A beauty staple in the ’80s was Aqua Net, a hair spray used to keep big hair in line. By 1986, if you weren’t styling your sparse bangs with Aqua Net—so that they couldn’t move an inch—then you definitely weren’t sitting at the cool table.
Those without natural curls or volume in the 1980s used a crimper, a tool that made your hair look like crinkle-cut French fries. Even sleek hair maven Demi Moore rocked crimped hair in the mid-’80s with her role in St. Elmo’s Fire.
And if you got tired of using a crimper, then you probably went for a perm, which could make even the finest hair big and curly. During the late ’80s, perms—not diamonds—were a girl’s best friend. The process, which took hours at the salon, was all the rage. How else do you think Cher went from sleek and straight to those huge ’80s heights?
From the late ’80s through the ’90s, everyone was obsessed with the scrunchie, which held any type of hair.
And really, what’s not to love? They don’t tug on your hair and cause breakage as much as the average ponytail holder and they come in a variety of appealing prints and colors. Even little Michelle Tanner rocked them on Full House.
At the beginning of her career, “Vision of Love” singer Mariah Carey made the general public incredibly envious of her long, bouncy curls. Her hair was a far cry from the labored-over looks of the late ’80s. It made a statement and proved that “cool” didn’t have to come with a bunch of processes and hot tools.
Model Cindy Crawford was truly the face of fashion in the early 1990s. When she showed up to the 1991 Oscars with her then-boyfriend Richard Gere with big bouncy waves, the retro look suddenly became stylish again.
Grunge influenced everything in the ’90s, and hair was no different. No woman embraced this look more than Courtney Love, whose tousled and distressed mane became the thing of rock legends. The more it looked like you just got out of bed, the better.

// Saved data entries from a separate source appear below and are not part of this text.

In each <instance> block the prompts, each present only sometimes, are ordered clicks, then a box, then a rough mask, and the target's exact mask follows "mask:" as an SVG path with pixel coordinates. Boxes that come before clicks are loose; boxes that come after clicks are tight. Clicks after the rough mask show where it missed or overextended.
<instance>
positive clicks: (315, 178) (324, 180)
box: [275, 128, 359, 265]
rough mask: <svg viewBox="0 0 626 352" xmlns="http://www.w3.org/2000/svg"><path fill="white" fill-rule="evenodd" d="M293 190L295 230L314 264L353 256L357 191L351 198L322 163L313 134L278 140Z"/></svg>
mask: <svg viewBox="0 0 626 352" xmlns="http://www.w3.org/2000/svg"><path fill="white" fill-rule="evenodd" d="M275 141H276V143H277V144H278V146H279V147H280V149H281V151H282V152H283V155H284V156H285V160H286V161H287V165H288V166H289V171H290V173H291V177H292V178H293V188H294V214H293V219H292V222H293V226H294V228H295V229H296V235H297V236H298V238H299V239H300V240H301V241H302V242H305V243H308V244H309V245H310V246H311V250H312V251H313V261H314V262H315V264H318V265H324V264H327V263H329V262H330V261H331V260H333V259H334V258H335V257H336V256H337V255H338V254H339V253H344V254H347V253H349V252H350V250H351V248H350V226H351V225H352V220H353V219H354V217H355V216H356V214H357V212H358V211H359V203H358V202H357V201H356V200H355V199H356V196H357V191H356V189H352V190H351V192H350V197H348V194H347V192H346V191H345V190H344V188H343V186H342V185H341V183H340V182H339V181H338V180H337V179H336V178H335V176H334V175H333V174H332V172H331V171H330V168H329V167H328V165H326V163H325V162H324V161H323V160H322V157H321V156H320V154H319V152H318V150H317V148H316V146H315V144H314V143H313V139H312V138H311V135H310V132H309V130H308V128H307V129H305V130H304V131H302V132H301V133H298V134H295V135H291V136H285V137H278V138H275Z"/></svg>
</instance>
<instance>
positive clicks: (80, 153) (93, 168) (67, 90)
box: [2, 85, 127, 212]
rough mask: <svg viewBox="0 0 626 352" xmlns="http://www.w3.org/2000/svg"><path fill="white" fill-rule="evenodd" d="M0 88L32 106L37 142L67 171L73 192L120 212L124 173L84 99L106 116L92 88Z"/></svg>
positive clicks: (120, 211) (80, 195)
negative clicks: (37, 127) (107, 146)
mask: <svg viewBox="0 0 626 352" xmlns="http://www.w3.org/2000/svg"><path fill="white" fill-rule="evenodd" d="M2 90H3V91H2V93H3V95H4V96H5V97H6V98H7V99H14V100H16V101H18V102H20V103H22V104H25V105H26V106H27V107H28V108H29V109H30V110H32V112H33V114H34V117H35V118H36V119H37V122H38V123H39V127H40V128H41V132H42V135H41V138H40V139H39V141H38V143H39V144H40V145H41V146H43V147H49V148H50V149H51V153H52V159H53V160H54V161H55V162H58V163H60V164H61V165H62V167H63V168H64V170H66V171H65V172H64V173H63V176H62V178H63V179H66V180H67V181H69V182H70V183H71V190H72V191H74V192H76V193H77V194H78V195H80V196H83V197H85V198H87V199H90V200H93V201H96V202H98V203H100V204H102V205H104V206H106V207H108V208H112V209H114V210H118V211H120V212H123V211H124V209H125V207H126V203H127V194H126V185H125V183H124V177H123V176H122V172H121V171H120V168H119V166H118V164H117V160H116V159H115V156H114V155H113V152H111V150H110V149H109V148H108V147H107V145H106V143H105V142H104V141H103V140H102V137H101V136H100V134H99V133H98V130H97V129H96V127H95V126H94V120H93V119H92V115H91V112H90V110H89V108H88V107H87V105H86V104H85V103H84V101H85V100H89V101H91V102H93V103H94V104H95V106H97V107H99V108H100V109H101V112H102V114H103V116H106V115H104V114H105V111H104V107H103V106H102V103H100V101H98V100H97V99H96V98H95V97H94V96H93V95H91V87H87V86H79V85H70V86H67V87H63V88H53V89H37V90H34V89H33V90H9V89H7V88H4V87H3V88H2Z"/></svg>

When pop icon Janet Jackson crossed over to acting in 1993 and made her big-screen debut in Poetic Justice, she sported box braids, which became incredibly popular. And other pop artists like Brandy followed suit as the ’90s went on.
Jennifer Aniston’s haircut on the television show Friends was so popular that it was simply called “The Rachel,” named after her character on the show, which premiered in 1994. It was the first time since Fawcett’s Charlie’s Angels look that a TV character made such waves (pun intended).
By the middle of the decade, ’90s fashion icon Winona Ryder chopped off her hair, inspiring a new kind of pixie cut. Hers was a more tousled, imperfect version of the original and soon, it was everywhere.
Who could forget Spice Girl Geri Halliwell’s face-framing bleached streaks amid her sea of red hair? During the middle of the ’90s, unnatural highlights were surprisingly stylish. Unlike the more subtle color techniques of the 21st century, these were blocks of intense color.
This traditional African hairstyle also hit the mainstream thanks to a Spice Girl. With her half-up, half-down look, Mel B—AKA Melanie Brown—brought this look to the forefront. And soon, white artists like Gwen Stefani and Björk were culturally appropriating them.
When Britney Spears came on to the scene in 1998 with her hit single “…Baby One More Time,” her debut music video created a fashion frenzy. Suddenly, teens and even adult women were donning pigtails similar to the ones Spears sported in her video.
While there isn’t a name for this look, per se, everyone at the close of the 20th century knows that your hair wasn’t complete unless there were two pieces hanging down in front of your face.
Take the piece-y look of “The Rachel,” those aforementioned hanging strands, and throw in some butterfly clips and you’ve got the perfect hairstyle for the turn of the century. This look, as Mary-Kate and Ashley Olsen sported on their show Two of a Kind, might be the most recent hairstyle on this list, but it’s also probably the most cringeworthy. Truly, what were we thinking?